Quality | Score | Element(s) Matching in Responder’s System |
---|---|---|
Best | .99 | Responder’s MRN/MPI or known Digital Identifier |
First Name & Last Name & Driver’s License Number and Issuing US State | ||
First Name & Last Name & Passport Number and Issuing Country | ||
First Name & Last Name & Insurance Member Identifier | ||
First Name & Last Name & Date of Birth & Insurance Subscriber Identifier | ||
First Name & Last Name & Social Security Number | ||
Superior | .8 | First Name & Last Name & Insurance Subscriber Identifier |
First Name & Last Name & Date of Birth & Address line & Zip (first 5) | ||
First Name & Last Name & Date of Birth & Address line & City & State | ||
First Name & Last Name & Date of Birth & email | ||
Very Good | .7 | First Name & Last Name & Date of Birth & Sex (Assigned at Birth) & SSN (last 4) |
First Name & Last Name & Date of Birth & Sex (Assigned at Birth) & Phone | ||
First Name & Last Name & Date of Birth & Sex (Assigned at Birth) & Zip (first 5) | ||
First Name & Last Name & Date of Birth & Sex (Assigned at Birth) & Middle Name | ||
First Name & Last Name & Date of Birth & phone | ||
Good | .6 | First Name & Last Name & Date of Birth & Sex (Assigned at Birth) & Middle Name (initial) |
First Name & Last Name & Date of Birth & Sex (Assigned at Birth) | ||
First Name & Last Name & Date of Birth |
Future versions of this implementation guide will include language about additional considerations regarding permitted transposition errors, edit distances, and the use of soundex and special characters.
The group requests feedback on any specific error conditions that might arise, resulting in no results returned, that should be predictably communicated to requesters or responders.

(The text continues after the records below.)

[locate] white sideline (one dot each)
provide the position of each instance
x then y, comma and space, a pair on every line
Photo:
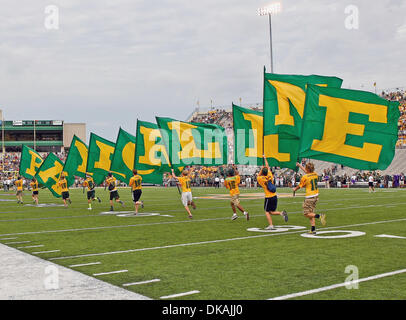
179, 294
334, 286
27, 247
18, 284
140, 282
170, 222
218, 240
84, 264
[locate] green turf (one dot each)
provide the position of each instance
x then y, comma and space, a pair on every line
188, 255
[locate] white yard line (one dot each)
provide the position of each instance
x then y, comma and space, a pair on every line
111, 272
140, 282
175, 222
218, 241
84, 264
179, 294
27, 247
339, 285
389, 236
18, 284
17, 242
49, 251
322, 202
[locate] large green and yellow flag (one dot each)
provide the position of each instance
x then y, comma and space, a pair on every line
284, 104
248, 136
30, 162
193, 143
151, 157
75, 164
49, 172
355, 128
122, 163
99, 157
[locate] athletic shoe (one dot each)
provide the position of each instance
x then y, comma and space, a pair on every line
285, 215
323, 219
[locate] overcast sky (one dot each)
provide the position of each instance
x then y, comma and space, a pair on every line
113, 61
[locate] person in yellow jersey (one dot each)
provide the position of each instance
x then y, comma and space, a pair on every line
271, 199
309, 181
231, 183
91, 192
136, 190
187, 197
34, 188
111, 183
63, 184
19, 183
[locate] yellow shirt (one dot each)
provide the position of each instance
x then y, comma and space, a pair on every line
310, 182
232, 183
185, 184
135, 182
19, 184
34, 185
63, 184
89, 183
263, 182
111, 182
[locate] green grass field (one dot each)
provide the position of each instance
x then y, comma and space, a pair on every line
211, 254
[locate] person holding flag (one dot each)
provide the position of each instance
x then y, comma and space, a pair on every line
135, 184
309, 181
91, 192
271, 199
19, 183
231, 183
34, 188
63, 184
185, 183
111, 184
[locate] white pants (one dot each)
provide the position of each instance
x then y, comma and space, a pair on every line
186, 198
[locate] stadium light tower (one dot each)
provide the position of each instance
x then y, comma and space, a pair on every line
271, 9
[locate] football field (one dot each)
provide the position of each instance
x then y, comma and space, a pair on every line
162, 254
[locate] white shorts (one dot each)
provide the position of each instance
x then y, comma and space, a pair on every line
186, 198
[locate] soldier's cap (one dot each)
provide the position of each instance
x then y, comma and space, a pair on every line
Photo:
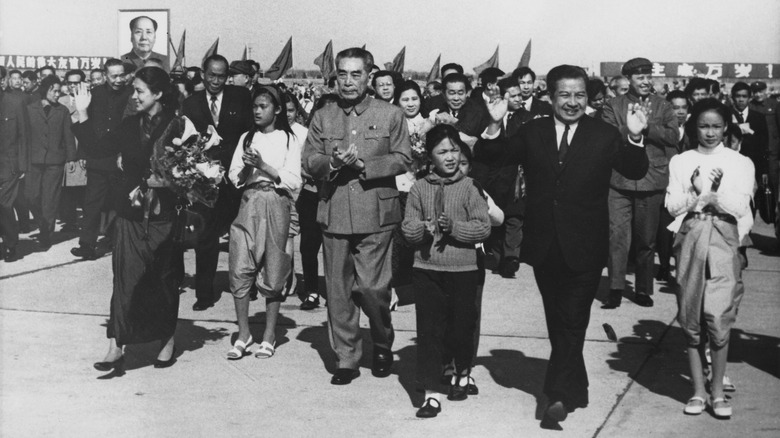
637, 66
757, 86
240, 67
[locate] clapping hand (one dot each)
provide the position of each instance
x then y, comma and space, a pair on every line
637, 118
81, 99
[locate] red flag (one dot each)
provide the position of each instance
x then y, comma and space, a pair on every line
212, 50
325, 62
282, 64
179, 62
435, 73
398, 61
525, 60
492, 62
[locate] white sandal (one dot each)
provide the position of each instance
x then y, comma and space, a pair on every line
239, 349
266, 350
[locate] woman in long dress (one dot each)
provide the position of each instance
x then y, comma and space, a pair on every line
145, 299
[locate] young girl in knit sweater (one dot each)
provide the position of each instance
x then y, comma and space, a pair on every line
445, 217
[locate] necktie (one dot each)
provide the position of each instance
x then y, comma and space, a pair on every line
214, 111
564, 148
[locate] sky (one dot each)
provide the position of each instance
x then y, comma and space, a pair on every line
582, 32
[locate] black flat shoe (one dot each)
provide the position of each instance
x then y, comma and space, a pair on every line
429, 409
383, 362
108, 366
166, 363
344, 376
614, 299
643, 300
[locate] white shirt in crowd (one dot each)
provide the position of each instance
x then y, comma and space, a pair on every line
278, 152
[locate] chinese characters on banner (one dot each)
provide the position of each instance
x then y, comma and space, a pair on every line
23, 62
714, 70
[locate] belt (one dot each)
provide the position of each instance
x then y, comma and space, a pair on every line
704, 215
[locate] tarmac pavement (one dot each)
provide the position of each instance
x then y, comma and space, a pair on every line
53, 311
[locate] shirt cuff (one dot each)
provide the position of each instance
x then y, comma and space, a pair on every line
641, 143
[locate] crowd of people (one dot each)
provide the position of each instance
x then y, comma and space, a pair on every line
403, 186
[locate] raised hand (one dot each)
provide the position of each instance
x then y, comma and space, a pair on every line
637, 118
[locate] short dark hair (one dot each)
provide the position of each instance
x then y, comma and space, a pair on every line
406, 86
46, 84
441, 132
739, 86
113, 62
452, 66
357, 52
702, 106
215, 58
455, 77
519, 72
76, 72
676, 94
564, 71
134, 21
507, 83
381, 74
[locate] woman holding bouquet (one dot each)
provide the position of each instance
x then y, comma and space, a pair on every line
145, 299
268, 165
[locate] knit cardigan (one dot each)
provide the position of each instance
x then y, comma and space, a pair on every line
462, 202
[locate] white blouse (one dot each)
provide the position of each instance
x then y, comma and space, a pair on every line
278, 152
734, 194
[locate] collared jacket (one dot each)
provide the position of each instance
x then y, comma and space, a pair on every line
13, 150
49, 138
353, 202
660, 139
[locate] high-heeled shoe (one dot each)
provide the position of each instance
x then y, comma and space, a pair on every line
108, 366
166, 363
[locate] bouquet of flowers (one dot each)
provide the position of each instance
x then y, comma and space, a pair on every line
179, 162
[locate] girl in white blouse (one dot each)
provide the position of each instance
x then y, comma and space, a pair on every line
267, 165
710, 188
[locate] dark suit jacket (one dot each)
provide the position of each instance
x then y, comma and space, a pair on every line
13, 147
235, 118
49, 138
566, 204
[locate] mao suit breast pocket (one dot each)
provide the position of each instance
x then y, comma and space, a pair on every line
389, 207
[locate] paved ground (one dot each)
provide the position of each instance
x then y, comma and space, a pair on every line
52, 327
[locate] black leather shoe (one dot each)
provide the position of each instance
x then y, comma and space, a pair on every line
85, 252
613, 301
429, 409
312, 301
344, 376
556, 411
11, 255
201, 305
458, 393
383, 362
166, 363
108, 366
643, 300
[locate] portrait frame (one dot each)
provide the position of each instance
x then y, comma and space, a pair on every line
161, 16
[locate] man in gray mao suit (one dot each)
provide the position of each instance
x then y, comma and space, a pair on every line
357, 148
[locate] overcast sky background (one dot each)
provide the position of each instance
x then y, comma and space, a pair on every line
563, 31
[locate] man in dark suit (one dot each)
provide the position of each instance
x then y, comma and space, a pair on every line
569, 160
13, 165
532, 108
497, 171
356, 148
143, 34
229, 109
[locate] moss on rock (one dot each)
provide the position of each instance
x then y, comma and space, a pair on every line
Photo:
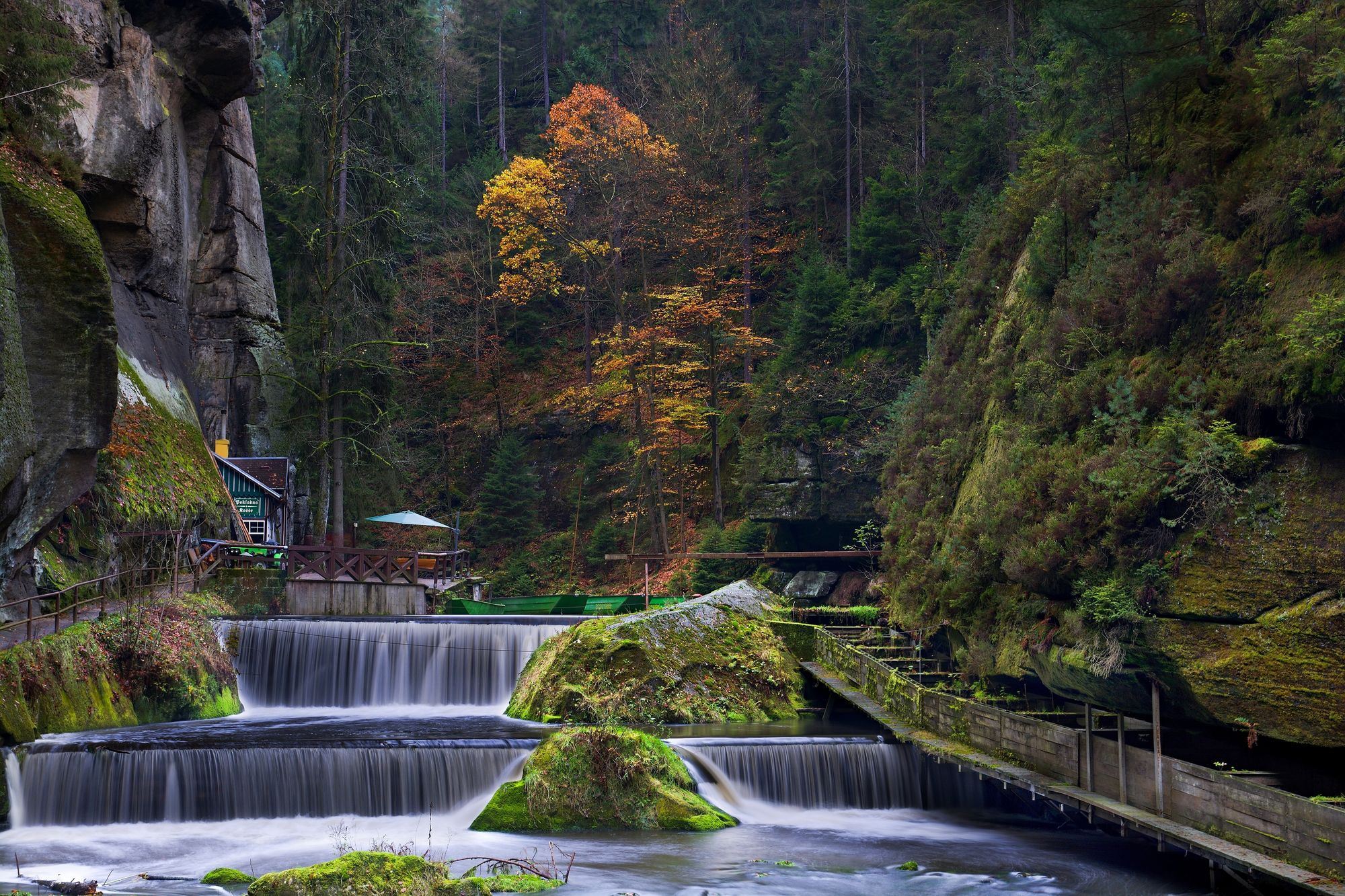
227, 877
154, 665
1252, 623
367, 873
602, 778
705, 659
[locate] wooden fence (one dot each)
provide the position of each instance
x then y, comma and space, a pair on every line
383, 565
69, 600
1268, 819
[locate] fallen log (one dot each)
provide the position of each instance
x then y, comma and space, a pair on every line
71, 888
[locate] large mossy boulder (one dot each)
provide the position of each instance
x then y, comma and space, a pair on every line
708, 659
128, 669
602, 778
376, 873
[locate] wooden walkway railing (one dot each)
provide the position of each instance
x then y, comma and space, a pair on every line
99, 587
389, 567
314, 561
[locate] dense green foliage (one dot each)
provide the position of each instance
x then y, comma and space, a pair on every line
155, 665
506, 506
1061, 268
605, 776
37, 61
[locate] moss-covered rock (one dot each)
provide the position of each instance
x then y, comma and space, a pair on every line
602, 778
227, 877
377, 873
707, 659
59, 352
1252, 623
154, 665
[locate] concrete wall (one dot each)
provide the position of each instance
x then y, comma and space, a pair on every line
1270, 821
317, 598
252, 589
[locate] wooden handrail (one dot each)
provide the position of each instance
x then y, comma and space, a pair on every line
102, 598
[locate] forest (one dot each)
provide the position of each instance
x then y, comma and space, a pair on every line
672, 446
591, 274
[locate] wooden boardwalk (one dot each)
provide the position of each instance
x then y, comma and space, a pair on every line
1238, 861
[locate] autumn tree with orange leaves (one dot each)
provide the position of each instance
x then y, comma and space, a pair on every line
570, 221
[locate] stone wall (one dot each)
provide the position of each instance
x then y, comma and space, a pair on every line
1270, 821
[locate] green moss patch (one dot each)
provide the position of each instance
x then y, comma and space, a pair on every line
365, 873
162, 663
227, 877
155, 467
696, 662
602, 778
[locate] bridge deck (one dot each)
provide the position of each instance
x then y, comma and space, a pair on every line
1231, 857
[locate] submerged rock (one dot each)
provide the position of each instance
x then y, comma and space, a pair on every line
227, 877
376, 873
708, 659
606, 778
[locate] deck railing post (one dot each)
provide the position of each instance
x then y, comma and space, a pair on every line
1089, 747
1121, 755
1159, 749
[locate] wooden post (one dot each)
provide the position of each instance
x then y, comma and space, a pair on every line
1121, 755
1159, 749
1089, 747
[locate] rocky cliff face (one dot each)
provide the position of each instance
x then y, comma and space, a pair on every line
161, 255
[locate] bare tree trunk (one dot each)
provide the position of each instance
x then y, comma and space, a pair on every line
547, 72
443, 128
338, 473
746, 247
588, 339
849, 134
338, 447
1013, 69
921, 138
716, 479
500, 84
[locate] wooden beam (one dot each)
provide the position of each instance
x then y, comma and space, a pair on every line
1159, 751
751, 555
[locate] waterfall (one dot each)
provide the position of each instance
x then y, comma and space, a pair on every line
293, 662
102, 787
14, 787
827, 772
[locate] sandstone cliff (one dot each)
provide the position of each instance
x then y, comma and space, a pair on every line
161, 255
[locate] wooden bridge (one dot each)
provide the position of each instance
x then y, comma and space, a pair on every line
352, 581
326, 563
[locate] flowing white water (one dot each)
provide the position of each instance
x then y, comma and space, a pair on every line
762, 778
106, 787
414, 752
14, 787
294, 662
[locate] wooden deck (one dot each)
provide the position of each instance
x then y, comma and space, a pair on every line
1237, 861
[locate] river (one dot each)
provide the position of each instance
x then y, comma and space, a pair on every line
391, 735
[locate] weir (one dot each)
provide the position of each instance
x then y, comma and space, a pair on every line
828, 772
348, 663
104, 787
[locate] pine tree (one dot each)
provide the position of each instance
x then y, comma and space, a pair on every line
506, 509
37, 58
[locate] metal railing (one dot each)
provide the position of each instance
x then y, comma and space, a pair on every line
102, 585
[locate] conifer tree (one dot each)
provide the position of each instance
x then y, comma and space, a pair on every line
506, 510
37, 60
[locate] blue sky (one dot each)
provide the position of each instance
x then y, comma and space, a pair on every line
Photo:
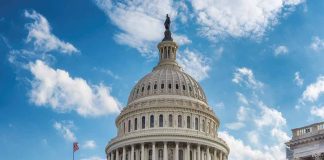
67, 67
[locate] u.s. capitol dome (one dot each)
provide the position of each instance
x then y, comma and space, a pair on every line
167, 116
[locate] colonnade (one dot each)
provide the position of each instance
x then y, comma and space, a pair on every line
166, 151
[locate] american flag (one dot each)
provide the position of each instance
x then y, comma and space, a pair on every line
75, 146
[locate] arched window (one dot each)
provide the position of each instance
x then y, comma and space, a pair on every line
135, 124
135, 155
162, 85
161, 120
170, 154
204, 125
160, 154
196, 123
150, 154
181, 154
170, 120
152, 121
143, 122
188, 122
179, 121
124, 127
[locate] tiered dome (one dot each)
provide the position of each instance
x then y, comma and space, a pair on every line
167, 80
167, 116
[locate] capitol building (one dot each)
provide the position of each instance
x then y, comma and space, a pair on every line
167, 116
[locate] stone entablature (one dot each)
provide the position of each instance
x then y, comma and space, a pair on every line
307, 143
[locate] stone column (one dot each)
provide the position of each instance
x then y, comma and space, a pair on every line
208, 153
177, 151
188, 151
198, 152
124, 153
132, 153
165, 151
117, 154
142, 154
153, 151
112, 155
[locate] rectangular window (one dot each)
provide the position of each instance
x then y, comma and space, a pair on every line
135, 125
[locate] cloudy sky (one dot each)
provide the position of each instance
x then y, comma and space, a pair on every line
67, 67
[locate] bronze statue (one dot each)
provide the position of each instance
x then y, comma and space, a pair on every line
167, 23
167, 32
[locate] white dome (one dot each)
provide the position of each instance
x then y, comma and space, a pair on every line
167, 116
167, 80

One such example is to require specific informative errors when no matches are returned. Another example is to require that responders indicate the additional demographic elements that should be provided in a subsequent request to improve match results, under the same condition or if match quality score is below a certain threshold.
NOTE: If no results are returned, some responding systems might create a new patient record from the attributes included in the match request.</u>*.
The group requests feedback on any specific exception handling conditions that might arise and should be communicated to requesters or responders. For example, conditions under which a “Match request not sufficiently specific,” “Match request not authorized,” “ID expired or no longer valid,” “ID elements inconsistent,” or other exception should be returned.
Realizing that applicable federal and state laws, as well as any relevant community agreements may exist and provide some restrictions on the content that may be included in a match request and in the patient results or error messages returned by a responder, the authors request feedback on any additional privacy considerations that should be included in this Implementation Guide.
Benchmarking of patient matching has been a suggestion made previously by stakeholders. The group requests specific suggestions related to industry-wide benchmarking of best practice matching, including what stakeholders find it relevant to measure in such an activity, how results are shared, and the resources such as synthesized or actual population data that may be used in benchmarking initiatives.